Their SDKs and plugins make event streaming easy, and their integrations with cloud applications like Salesforce and Zendesk help you go beyond event streaming.

With RudderStack, you can use all of your customer data to answer more difficult questions and send those insights to your whole customer data stack. Sign up for free at dataengineeringpodcast.com/rudder

today.

In terms of actually

digging more into

how the Feature Store manages those transformations,

I'm curious to understand some of the

scaling challenges that exist around the definition of a feature and then

sort of whether you compute it lazily or eagerly and making sure that you can optimize for

the latencies from when somebody requests the value from a feature to when it's able to deliver it because you're mentioning that, you know, it might be a batch process or it might be a real time process or it might be trying to

merge between both of those where it periodically computes the batch and then maintains a stateful stream computation or aggregation across that to layer on top of the batched data.

Some of the complexities that arise as you start to build out this large catalog of features and

any sort of usage patterns on the machine learning side too as far as memoizing the return value so that you don't recompute it every time it gets called. Or,

you know, you might use the feature at 1 level of the logic flow, and then you might need to pull it again with maybe a different parameter or even the same parameter, just making sure that you're not

wasting compute time throughout the life cycle of the feature computation as well as the execution of the machine learning model in production.
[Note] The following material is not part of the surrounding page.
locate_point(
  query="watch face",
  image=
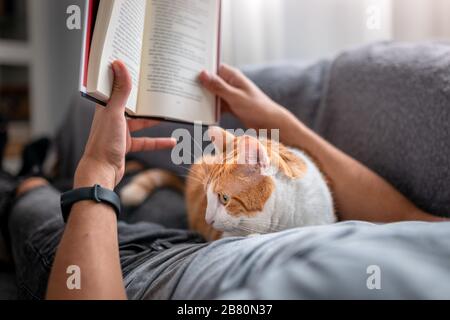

So what we've done, we support a bunch of of engines.

Most people that build Feature Store, they support, like, Spark. Okay? And Spark has its limitations. Some of the ones that you mentioned are essentially limitations of how Spark work and micro batching and and all of that. And and also most feature stores, what they do, they essentially build the stream and they build the offline features. And essentially what they do, they copy the offline

dataset into, like, a NoSQL

data store

periodically. So that essentially, by definition, creates a data skew.

Because if you haven't copied, like, for 5 minutes this record of user Joe into the key value store, that means that for 5 minutes, this data is inaccurate.

Especially important for, like, time series and time window calculations

where if you build the feature in the key value, that that's the average last 1 hour

purchases. Okay?

Every 30 minutes, that means that when you go and read that data, it has a 30 minutes skew. And if you keep updating it every 2 minutes, that means you're gonna kill the database or kill the computation. Okay? The way that we've addressed it so first, we support all all that as well, but we

also built the sound of the logic into the database.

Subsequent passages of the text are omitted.